La tecnología como nueva gramática del poder: del debate ideológico al control del algoritmo

En la actual fase del capitalismo informacional, la disputa por el poder ha desplazado su centro de gravedad. Como bien analiza Marcos Victorica, el acceso a la conducción de las sociedades contemporáneas ya no se dirime exclusivamente en el terreno de las plataformas programáticas tradicionales, sino en la capacidad técnica de procesar, segmentar y dirigir la voluntad popular a través de la mediación tecnológica. Sin embargo, reducir este fenómeno a una mera cuestión instrumental sería un error: la tecnología no es neutral; es el nuevo territorio donde se libra la batalla por la soberanía.

La tecnología como nueva gramática del poder: del debate ideológico al control del algoritmo
La tecnología como nueva gramática del poder

La premisa es clara: "ya no es ideología, es tecnología". Pero desde una perspectiva nacional y popular, entendemos que esta afirmación encierra una trampa política. Lo que presenciamos no es el fin de las ideologías, sino su mutación en algoritmos. El uso de la inteligencia artificial, el Big Data y la microsegmentación publicitaria —herramientas hoy concentradas en un puñado de corporaciones transnacionales— ha transformado al ciudadano en un usuario y a la militancia en consumo digital.
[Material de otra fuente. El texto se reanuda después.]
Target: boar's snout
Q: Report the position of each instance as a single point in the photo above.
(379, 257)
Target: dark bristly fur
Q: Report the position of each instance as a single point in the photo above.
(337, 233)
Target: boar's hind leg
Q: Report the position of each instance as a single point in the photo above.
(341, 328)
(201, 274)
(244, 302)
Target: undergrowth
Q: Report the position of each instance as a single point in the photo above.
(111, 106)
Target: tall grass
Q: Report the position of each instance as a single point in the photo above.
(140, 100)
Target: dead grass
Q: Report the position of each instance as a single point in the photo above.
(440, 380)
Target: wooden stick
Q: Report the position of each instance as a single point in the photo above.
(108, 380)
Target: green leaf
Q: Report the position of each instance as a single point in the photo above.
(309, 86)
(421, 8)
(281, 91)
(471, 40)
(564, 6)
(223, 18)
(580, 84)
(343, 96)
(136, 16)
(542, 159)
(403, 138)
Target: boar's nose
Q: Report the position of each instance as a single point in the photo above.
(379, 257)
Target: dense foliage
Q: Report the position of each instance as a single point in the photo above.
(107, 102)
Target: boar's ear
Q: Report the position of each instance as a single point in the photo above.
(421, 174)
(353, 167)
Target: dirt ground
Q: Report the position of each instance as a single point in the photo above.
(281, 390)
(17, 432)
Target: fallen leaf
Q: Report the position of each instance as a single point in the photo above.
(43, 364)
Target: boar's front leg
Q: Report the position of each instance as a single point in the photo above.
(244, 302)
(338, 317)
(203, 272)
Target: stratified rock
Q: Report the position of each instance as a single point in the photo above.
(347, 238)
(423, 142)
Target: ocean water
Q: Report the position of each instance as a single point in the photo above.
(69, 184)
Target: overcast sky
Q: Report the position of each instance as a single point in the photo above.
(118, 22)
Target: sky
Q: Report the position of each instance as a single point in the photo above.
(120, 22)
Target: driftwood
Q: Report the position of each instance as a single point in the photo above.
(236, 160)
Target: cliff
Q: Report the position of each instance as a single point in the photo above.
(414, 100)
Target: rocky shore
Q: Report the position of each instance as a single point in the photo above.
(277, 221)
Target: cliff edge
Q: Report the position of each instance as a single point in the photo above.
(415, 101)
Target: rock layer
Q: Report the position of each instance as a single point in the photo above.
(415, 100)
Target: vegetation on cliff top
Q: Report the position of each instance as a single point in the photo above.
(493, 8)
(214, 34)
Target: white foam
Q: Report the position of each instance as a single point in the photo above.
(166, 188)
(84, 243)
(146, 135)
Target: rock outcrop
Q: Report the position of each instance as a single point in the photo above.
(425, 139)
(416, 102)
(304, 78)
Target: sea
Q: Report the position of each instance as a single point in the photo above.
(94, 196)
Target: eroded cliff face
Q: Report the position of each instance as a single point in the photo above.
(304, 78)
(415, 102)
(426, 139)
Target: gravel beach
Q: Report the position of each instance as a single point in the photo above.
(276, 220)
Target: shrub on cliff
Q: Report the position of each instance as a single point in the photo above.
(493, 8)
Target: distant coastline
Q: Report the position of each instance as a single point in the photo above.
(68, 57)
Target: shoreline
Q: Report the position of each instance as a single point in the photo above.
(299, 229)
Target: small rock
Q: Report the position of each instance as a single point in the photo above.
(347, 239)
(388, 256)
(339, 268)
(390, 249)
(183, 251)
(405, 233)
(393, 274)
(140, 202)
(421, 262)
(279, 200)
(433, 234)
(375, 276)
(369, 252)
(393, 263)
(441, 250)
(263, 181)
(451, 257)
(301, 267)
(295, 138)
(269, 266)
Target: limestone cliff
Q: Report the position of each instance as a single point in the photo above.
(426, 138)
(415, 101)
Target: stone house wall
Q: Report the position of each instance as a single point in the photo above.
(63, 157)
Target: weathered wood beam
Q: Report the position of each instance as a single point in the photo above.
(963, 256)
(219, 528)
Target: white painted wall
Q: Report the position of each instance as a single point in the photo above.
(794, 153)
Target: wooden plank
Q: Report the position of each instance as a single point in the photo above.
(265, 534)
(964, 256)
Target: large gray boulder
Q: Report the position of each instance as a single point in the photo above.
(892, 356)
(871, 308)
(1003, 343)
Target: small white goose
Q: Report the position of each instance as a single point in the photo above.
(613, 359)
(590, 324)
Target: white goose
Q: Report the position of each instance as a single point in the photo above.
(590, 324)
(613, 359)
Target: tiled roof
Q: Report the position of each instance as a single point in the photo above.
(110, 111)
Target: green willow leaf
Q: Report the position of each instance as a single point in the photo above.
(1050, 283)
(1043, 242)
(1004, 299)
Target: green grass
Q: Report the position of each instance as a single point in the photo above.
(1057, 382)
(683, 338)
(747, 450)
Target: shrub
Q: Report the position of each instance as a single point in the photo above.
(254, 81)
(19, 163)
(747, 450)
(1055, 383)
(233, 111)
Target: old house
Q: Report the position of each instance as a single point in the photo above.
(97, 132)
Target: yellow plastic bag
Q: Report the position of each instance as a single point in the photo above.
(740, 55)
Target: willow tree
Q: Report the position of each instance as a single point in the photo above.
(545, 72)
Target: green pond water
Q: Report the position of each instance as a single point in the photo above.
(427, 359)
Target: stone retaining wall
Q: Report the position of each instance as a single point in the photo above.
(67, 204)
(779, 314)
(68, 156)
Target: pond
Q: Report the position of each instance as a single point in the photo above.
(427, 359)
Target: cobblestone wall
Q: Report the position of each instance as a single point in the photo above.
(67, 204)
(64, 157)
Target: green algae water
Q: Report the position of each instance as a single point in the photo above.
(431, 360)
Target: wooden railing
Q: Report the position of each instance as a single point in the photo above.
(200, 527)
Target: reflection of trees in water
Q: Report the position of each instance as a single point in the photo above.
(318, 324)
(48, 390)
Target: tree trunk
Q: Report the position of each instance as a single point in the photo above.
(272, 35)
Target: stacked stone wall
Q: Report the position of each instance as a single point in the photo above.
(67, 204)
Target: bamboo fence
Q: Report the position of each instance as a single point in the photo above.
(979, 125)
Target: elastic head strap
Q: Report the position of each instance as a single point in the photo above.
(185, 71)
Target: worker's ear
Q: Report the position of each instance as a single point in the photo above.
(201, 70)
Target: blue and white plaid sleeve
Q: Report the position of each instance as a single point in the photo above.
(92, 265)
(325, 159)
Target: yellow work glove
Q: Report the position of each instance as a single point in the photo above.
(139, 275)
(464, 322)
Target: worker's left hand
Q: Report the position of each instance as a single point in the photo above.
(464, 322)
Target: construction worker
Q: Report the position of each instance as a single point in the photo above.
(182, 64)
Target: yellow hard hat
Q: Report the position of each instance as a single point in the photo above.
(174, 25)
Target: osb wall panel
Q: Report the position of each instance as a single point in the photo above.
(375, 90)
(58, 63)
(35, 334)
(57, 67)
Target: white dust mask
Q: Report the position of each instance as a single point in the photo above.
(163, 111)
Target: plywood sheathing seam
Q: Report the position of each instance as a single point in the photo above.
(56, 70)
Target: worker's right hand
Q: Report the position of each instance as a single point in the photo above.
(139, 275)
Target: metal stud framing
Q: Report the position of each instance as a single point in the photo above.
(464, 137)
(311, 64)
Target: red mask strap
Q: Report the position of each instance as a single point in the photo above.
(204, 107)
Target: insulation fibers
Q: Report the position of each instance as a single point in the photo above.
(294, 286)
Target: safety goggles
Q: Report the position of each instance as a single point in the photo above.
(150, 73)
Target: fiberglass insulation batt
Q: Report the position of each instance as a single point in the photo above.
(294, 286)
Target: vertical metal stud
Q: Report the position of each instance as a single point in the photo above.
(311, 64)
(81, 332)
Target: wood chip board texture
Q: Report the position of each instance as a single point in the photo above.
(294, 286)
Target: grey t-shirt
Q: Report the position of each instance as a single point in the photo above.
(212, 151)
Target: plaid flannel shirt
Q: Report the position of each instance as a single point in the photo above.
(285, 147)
Soberanía tecnológica: la última frontera

El riesgo de este paradigma es la profundización de la dependencia. Si el acceso al poder depende del uso de herramientas que no controlamos, la independencia económica y la soberanía política quedan supeditadas a los términos y condiciones de Silicon Valley. Los sectores populares y el entramado productivo nacional se encuentran ante un desafío estructural: cómo construir representatividad en un ecosistema diseñado para la fragmentación social y el individualismo exacerbado.
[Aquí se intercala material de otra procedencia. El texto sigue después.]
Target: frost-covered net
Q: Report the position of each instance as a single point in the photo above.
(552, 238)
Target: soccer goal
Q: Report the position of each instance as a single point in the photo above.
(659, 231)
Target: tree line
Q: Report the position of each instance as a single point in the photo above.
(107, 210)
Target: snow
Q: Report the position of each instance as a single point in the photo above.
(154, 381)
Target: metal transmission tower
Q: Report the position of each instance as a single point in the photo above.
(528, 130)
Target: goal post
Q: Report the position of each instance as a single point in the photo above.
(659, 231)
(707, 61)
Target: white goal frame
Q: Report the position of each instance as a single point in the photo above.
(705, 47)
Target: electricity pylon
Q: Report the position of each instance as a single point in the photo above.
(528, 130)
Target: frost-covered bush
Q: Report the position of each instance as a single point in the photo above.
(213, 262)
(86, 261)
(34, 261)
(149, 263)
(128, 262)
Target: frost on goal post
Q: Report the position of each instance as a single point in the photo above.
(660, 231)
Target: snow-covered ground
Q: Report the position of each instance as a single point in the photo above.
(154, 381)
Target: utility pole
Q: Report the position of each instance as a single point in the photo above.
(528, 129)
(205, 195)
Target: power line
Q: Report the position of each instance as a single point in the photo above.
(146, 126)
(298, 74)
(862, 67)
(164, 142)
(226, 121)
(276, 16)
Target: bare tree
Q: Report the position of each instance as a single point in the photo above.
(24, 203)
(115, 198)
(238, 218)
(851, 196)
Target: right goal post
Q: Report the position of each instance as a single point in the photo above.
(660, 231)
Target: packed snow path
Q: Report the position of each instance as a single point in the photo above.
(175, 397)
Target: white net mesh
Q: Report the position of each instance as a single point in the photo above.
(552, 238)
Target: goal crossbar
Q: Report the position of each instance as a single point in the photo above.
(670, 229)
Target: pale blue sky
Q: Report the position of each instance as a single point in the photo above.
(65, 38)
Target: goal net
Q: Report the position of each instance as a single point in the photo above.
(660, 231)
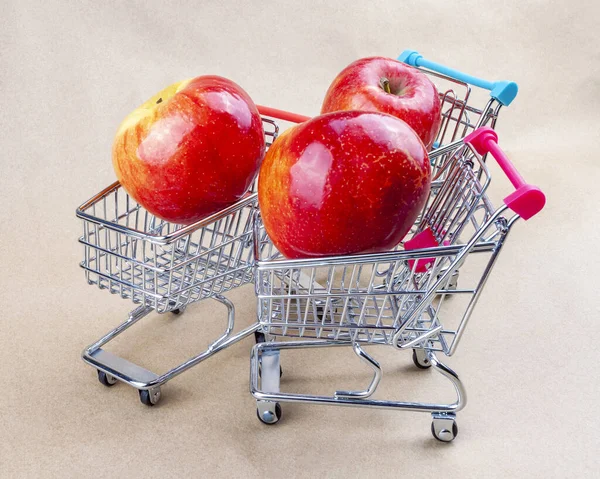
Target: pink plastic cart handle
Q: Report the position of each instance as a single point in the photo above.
(528, 200)
(281, 114)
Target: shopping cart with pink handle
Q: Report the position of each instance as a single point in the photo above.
(407, 298)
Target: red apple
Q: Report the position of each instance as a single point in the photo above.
(342, 183)
(191, 150)
(389, 86)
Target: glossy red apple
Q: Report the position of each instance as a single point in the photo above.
(389, 86)
(191, 150)
(342, 183)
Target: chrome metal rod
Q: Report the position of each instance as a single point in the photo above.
(134, 317)
(374, 382)
(262, 395)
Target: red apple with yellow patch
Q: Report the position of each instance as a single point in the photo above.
(342, 183)
(191, 150)
(388, 86)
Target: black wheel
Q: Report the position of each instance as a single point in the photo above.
(421, 363)
(269, 419)
(106, 379)
(446, 436)
(149, 397)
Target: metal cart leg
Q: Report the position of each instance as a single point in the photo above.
(112, 368)
(265, 388)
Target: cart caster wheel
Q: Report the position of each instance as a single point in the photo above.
(106, 379)
(271, 415)
(150, 397)
(444, 430)
(420, 359)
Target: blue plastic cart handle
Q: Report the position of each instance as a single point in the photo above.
(502, 91)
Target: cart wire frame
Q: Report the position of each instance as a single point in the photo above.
(164, 267)
(395, 298)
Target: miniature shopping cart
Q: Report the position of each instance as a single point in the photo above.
(464, 109)
(163, 267)
(407, 298)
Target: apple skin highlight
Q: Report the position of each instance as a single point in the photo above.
(343, 183)
(191, 150)
(408, 95)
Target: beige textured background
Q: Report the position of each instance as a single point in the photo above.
(69, 73)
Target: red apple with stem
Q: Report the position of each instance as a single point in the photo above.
(191, 150)
(388, 86)
(342, 183)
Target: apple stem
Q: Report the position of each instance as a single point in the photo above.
(385, 84)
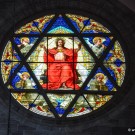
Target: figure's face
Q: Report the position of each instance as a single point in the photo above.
(60, 43)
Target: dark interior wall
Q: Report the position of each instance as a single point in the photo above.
(117, 120)
(129, 3)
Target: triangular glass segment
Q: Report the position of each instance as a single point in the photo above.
(82, 55)
(61, 102)
(117, 70)
(9, 54)
(40, 71)
(39, 53)
(22, 80)
(60, 27)
(43, 22)
(79, 22)
(115, 55)
(25, 44)
(34, 102)
(7, 69)
(100, 82)
(95, 27)
(81, 107)
(98, 44)
(83, 70)
(100, 100)
(29, 28)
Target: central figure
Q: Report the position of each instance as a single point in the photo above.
(61, 63)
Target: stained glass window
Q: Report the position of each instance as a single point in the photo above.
(63, 66)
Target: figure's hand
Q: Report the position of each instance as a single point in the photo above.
(79, 46)
(42, 46)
La tecnología, bajo la actual lógica de mercado, tiende a reforzar las relaciones de poder preexistentes. La brecha digital no es solo técnica, es de clase. Quienes poseen los recursos para financiar el despliegue tecnológico son quienes logran imponer su narrativa, a menudo en detrimento de los intereses del trabajo y la producción argentina.

Por ello, la respuesta no debe ser el ludismo, sino la politización de la técnica. Una Argentina con justicia social requiere de una tecnología situada, puesta al servicio del desarrollo nacional y no de la manipulación conductual. Entender que el poder hoy se ejerce a través de la fibra óptica es el primer paso para recuperar las banderas históricas en un siglo XXI que no espera a los rezagados.

¿Cómo creés que la concentración de datos en empresas extranjeras condiciona hoy la autonomía de nuestras decisiones políticas nacionales?